Jan van Eycks ‘De Maagd van kanselier Rolin’ uit 1430 is schoongemaakt: kunsthistorisch een evenement van de eerste orde

Blaas een hogeresolutiefoto van een schilderij op tot absurde proporties en de overtuigingen van zelfs de meest geharde liefhebber worden aan het wankelen gebracht. In de expositie in het Louvre naar aanleiding van de restauratie van de Maagd van kanselier Rolin die Jan van Eyck omstreeks 1430 schilderde, gebeurt precies dat. Van Eyck staat erom bekend dat hij ieder grijzend baardstoppeltje op de kin van een middelbare man, elk haartje van een bontmantel of draadje van een fluwelen damesjurk, en ieder minuscuul bloemetje in de tuin met een verbijsterende nauwgezetheid schilderde. Maar wie dacht dat deze grootmeester van het natuurgetrouwe detail uit het vijftiende-eeuwse Brugge zijn toverachtige talent tot in het oneindige kon voortzetten, heeft het mis.

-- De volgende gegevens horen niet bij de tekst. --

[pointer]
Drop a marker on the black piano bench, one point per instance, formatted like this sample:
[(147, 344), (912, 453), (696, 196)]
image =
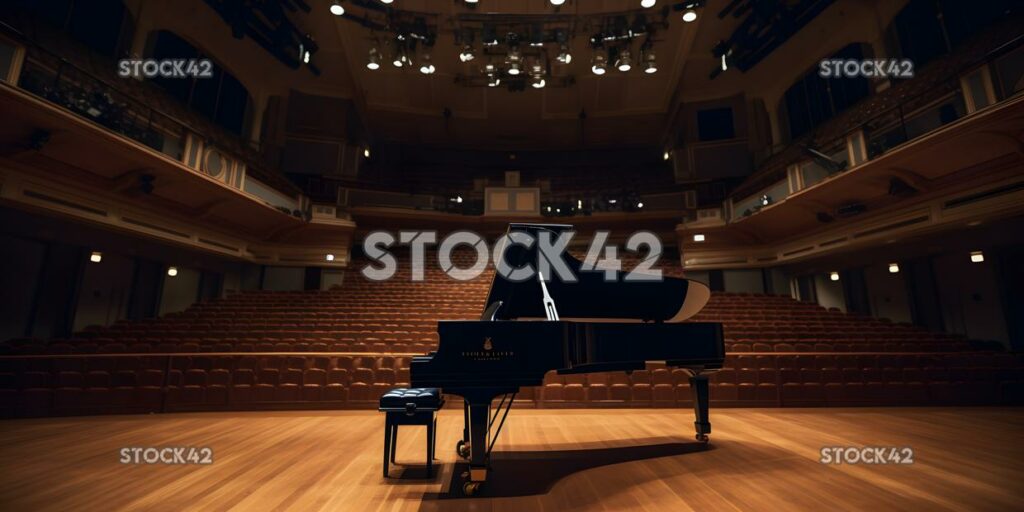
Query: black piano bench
[(410, 407)]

Een filmpje in de tentoonstelling toont, tientallen of misschien honderden malen vergrote details uit het schilderij. Het laat zien dat beeldelementen zoals de piepkleine figuurtjes met hun paarden en ezels op de brug in de verte, of de architectonische vormen van gebouwen in de achtergrond, met snelle penseelstreekjes in slechts enkele kleuren en lichtaccenten zijn neergezet, zo te zien een beetje op de gok. Maar het miraculeuze is dat ze in het schilderij zelf, op ware grootte, toch de indruk wekken net zo gedetailleerd te zijn geschilderd als de figuren op de voorgrond. Uiteindelijk bevestigt dat de virtuositeit van de schilder.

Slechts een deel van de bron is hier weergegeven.